[Sé vòtre diskèːr] (form. rit. MP3.)
La réclame (ou publicité, ou communication à caractère commercial) dont la fonction principale consiste en la provocation en apparence spontanée d’une irrépressible envie de consommer un bien ou un service possédant un caractère d’indispensabilité tout relatif, est l’un des secteurs langagiers les plus créateurs et créatifs de mots et expressions.
Selon l’alchimie instable et conjuguée des caractères dudit produit (ou service) et de la plume d’un concepteur-rédacteur¹, elle nous donnera des chefs-d’œuvre ou d’immondes verbiages qui feront sa gloire ou son humiliation².
La réclame est aussi la marque de son époque et l’on sait que l’époque en question est devenue moderne quand elle ne conclut plus aucune promotion discographique de quelque qualité qu’elle soit par un complice et enjoué : à découvrir chez votre disquaire.
Eh oui, chez votre disquaire n’est plus.
Au temps du suranné, c’est à dire entre 45T et 33T, ère secondaire du vinyle, chez votre disquaire était une formule rituelle incitative à l’accomplissement d’un acte d’achat de disque.
Elle fonctionnait de façon quasi automatique, déclenchant subitement le besoin de se procurer le dernier album des Clash, un 45T d’Alain Chamfort, un maxi 33T de Kool and the Gang voire même un classique et toujours de bon goût double album live des Eagles. Mû par la puissance de l’incantation chez votre disquaire, le jeune prenait sa Bleue et n’hésitait alors pas à se rendre dans une boutique – dite « disquaire » – pour y assouvir ses besoins consuméristes.
On mesurera avec quelques années de recul le pouvoir de chez votre disquaire à l’aune de cette transhumance massive qui faisait se rassembler des dizaines de boutonneux en Perfecto et chaussettes Burlington sur la simple foi de ses trois mots magiques.
Selon de tatillonnes recherches, chez votre disquaire aurait disparu en juillet 1998, réduite à la portion congrue par eMusic, première expérience de vente sur l’internet de musique. Deux coups de grâce assénés par Napster³ en juin 1999 et KaZaA³ en septembre 2000 abrégeront les derniers soubresauts de chez votre disquaire, allant plus tard jusqu’à la remplacer par l’apposition de logotypes signifiant pour le djeun’s, et lui permettant, sans se déplacer avec sa Bleue et sans croiser d’autres boutonneux, de se procurer dans l’instant la dernière tentative vocale d’un blondinet tatoué de bas en haut ou les onomatopées jouisseuses d’une poupée aux qualités plastiques inversement proportionnelles à ses capacités phonatrices.

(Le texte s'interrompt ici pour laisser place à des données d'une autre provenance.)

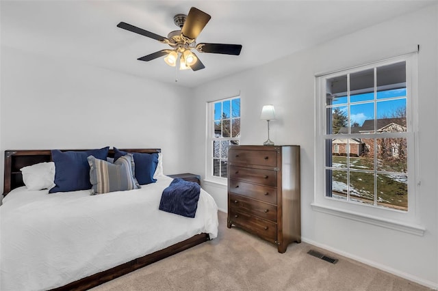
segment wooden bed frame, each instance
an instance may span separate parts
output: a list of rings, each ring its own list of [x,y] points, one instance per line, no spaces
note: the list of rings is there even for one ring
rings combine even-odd
[[[159,153],[160,149],[123,149],[128,152]],[[114,152],[110,150],[108,156],[113,157]],[[23,167],[34,165],[38,163],[50,162],[52,161],[50,150],[6,150],[5,151],[5,169],[3,196],[12,189],[24,186],[23,176],[20,169]],[[137,259],[134,259],[121,265],[116,266],[109,270],[99,272],[96,274],[82,278],[53,290],[86,290],[98,285],[102,284],[118,277],[127,274],[133,271],[142,268],[150,264],[168,258],[180,251],[190,249],[209,240],[208,234],[200,234],[192,236],[182,242],[171,245],[166,249],[155,251]]]

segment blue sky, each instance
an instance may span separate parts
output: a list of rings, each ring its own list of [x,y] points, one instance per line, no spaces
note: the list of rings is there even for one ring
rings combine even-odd
[[[374,102],[373,92],[350,96],[352,124],[357,122],[361,126],[365,120],[374,119],[374,104],[377,106],[378,119],[391,116],[396,110],[406,108],[406,88],[378,92]],[[339,108],[346,113],[347,101],[347,96],[337,97],[333,100],[333,105],[339,105]]]
[[[223,105],[223,108],[222,107]],[[233,112],[231,113],[231,110]],[[227,115],[228,118],[232,115],[232,117],[238,117],[240,116],[240,98],[235,98],[231,100],[227,100],[223,102],[218,102],[214,103],[214,120],[220,120],[222,113]]]

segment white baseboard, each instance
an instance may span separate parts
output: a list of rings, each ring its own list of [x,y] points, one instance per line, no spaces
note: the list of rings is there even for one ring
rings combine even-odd
[[[388,272],[391,274],[395,275],[396,276],[401,277],[402,278],[406,279],[409,281],[412,281],[413,282],[417,283],[420,285],[423,285],[426,287],[431,288],[432,290],[438,290],[438,282],[433,282],[431,281],[426,280],[422,278],[420,278],[417,276],[414,276],[411,274],[408,274],[404,272],[402,272],[398,270],[396,270],[387,266],[382,265],[381,264],[376,263],[375,262],[370,261],[364,258],[361,258],[357,255],[352,255],[351,253],[346,253],[345,251],[341,251],[339,249],[329,247],[328,245],[320,244],[312,240],[310,240],[307,238],[301,237],[301,240],[307,242],[310,245],[313,245],[315,247],[320,247],[322,249],[326,249],[327,251],[336,253],[339,255],[343,255],[344,257],[348,258],[352,260],[355,260],[356,261],[360,262],[361,263],[365,264],[368,266],[371,266],[372,267],[376,268],[378,269],[384,271],[385,272]]]

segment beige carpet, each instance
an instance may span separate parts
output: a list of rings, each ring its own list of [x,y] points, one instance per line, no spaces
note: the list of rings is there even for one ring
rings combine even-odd
[[[285,253],[237,228],[96,287],[103,290],[427,290],[428,288],[311,245],[291,244]],[[310,249],[339,260],[333,264]]]

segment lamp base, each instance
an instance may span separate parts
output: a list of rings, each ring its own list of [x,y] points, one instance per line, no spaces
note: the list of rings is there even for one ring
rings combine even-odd
[[[272,141],[270,139],[268,139],[268,140],[266,141],[263,143],[263,146],[274,146],[274,141]]]

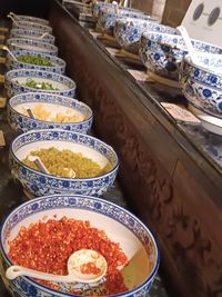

Là où se localisait chez votre disquaire (oui, là-même à la place de ma mob) a même surgi un café franchisé qui vend des boissons compliquées à commander et servies dans des gobelets en cartons sur lesquels est étrangement orthographié mon prénom pourtant simple. Il y a du Wifi, signe de civilisation, et on peut se connecter sur l’iTunes pour acheter un album.
Pour un peu on se croirait chez notre disquaire.